2008/05/18(日)ズームは近距離に弱い

 一眼レフ用の広角レンズのなかにもスグレモノがありました。タムロンの28mm F2.5[02B]は、知る人ぞ知る名品です。アダプトール2シリーズのレンズで、マウントを交換することで各社一眼レフに使えます。

 前玉がバカでかいレトロフォーカスの広角レンズと違い、後玉とほとんど同じくらいの小さな前玉が特徴です。最短撮影距離25cmというのが気に入っています。
 天体写真撮影によく使われていたので、諸収差がよく補正されたレンズといえます。相手は点ですからね。コマ収差・非点収差があったら使えません。無限遠でも活躍できるレンズです。欠点は、半逆光に弱いということですかね。

 同じメーカーが、28-200mm F3.8-5.6[71D]という高倍率ズームを1992年に発売しました。「ニッパー200ならタムロン」という金字塔を立てる端緒となったレンズです。
 発売直前に、このレンズをチラッと見せてもらったことがあります。特約店の幹部に見せて回った後のようで、メーカーのえらいさんは「どうです、いいでしょう」と満面笑みでしたね。

 ヘリコイドを見て「最短2.1mか・・」、カメラを上下に振って「ディストーションが・・」なんてことをブツブツ言ったもんだから、急に憮然とした表情になりました。痛いところを突く煩い奴だと思われたようです。
 でも、当時で28-200mmのズームは立派なもんです。米国市場に十分切り込めるのでは・・と誉めちぎっておきました。また満面笑みです。

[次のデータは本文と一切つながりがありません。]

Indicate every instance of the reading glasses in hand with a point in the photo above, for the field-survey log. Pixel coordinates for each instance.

 望遠側に欲張ったズームは、最短撮影距離が遠いのが欠点です。ワイド側を重視するなら、あまり望遠側の焦点距離を求めないほうが無難です。また、切り替え式のマクロ機能と最短撮影距離は別ものです。

 現在のTAMRON 28-200mm[A031]は、全焦点域で最短撮影距離は0.49mです。初期モデル[71D]が、プロクサーレンズを前に装着してごまかしていたことを思い出すと、隔世の感があります。
 あのとき、えらいさんにブチッと言っておいたのが効いたかもしれませんね。